Eh ecdat yemeğe içmeye meraklı olur da, aşağı yukarı aynı genleri taşıyan Adanalılar olmaz mı? Tamam, geliyoruz Adana usulü kahvaltıya. Günlerden pazar, bizim çekim grubu, ellerinde kameralar Adana sokaklarında ilerliyoruz ve Büyük Saat’in orada duruyoruz. Burası eski Adana, hafta içi her çeşit dükkânın var olduğu, kalabalıktan geçilmeyen sokaklar pazar günü aşırı tenha. Tüm dükkânların kepenkleri kapalı; ama o da ne!

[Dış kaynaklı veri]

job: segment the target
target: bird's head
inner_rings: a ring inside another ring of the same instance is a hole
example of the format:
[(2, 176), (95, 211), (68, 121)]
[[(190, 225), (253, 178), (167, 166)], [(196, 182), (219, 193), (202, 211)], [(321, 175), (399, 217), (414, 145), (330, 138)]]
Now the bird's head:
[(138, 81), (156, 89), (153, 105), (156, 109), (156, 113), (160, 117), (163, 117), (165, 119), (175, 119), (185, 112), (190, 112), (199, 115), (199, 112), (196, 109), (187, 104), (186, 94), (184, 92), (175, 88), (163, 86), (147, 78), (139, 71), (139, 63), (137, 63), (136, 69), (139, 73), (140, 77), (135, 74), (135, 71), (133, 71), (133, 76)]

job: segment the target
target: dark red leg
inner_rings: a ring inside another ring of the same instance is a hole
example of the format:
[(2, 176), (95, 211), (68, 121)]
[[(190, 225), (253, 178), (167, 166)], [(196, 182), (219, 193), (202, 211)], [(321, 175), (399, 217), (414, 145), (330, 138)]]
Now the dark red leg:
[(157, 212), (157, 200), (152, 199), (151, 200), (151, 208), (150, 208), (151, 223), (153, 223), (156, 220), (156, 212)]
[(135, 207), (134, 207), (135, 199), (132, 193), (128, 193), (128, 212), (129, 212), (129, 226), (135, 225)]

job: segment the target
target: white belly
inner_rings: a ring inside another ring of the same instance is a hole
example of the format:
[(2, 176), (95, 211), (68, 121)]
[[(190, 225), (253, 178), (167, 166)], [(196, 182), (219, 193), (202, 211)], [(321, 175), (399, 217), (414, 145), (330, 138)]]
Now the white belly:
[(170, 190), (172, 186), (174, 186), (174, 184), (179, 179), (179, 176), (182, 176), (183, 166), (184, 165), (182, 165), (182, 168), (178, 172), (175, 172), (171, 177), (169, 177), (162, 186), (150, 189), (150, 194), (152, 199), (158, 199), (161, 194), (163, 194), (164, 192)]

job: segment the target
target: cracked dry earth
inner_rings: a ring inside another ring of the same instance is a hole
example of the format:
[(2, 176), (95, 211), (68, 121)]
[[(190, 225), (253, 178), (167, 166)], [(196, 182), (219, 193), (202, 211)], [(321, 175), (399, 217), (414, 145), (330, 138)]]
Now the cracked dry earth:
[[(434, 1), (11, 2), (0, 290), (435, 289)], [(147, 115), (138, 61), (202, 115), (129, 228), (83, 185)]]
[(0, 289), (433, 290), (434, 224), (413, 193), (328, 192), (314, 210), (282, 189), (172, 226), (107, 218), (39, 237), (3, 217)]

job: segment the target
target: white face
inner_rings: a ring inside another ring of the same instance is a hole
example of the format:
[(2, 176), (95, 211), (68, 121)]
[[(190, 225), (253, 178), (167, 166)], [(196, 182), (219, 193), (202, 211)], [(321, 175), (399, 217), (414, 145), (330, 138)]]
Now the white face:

Merkeze doğru ilerlediğimizde sıra sıra dizilmiş seyyar ciğercilerden yükselen dumanlar gözümüzü yaşartıyor. İlerliyoruz, ciğercilerin bulunduğu yere açılan sokaklar masalarla dolu, masaların üstünde beyaz kâğıt örtüler… Hayat henüz başlıyor, ciğerciler ilk şişleri ateşe sürmüşler. Çekim ekibi olarak bir masaya konuşlanıyoruz ve bekliyoruz.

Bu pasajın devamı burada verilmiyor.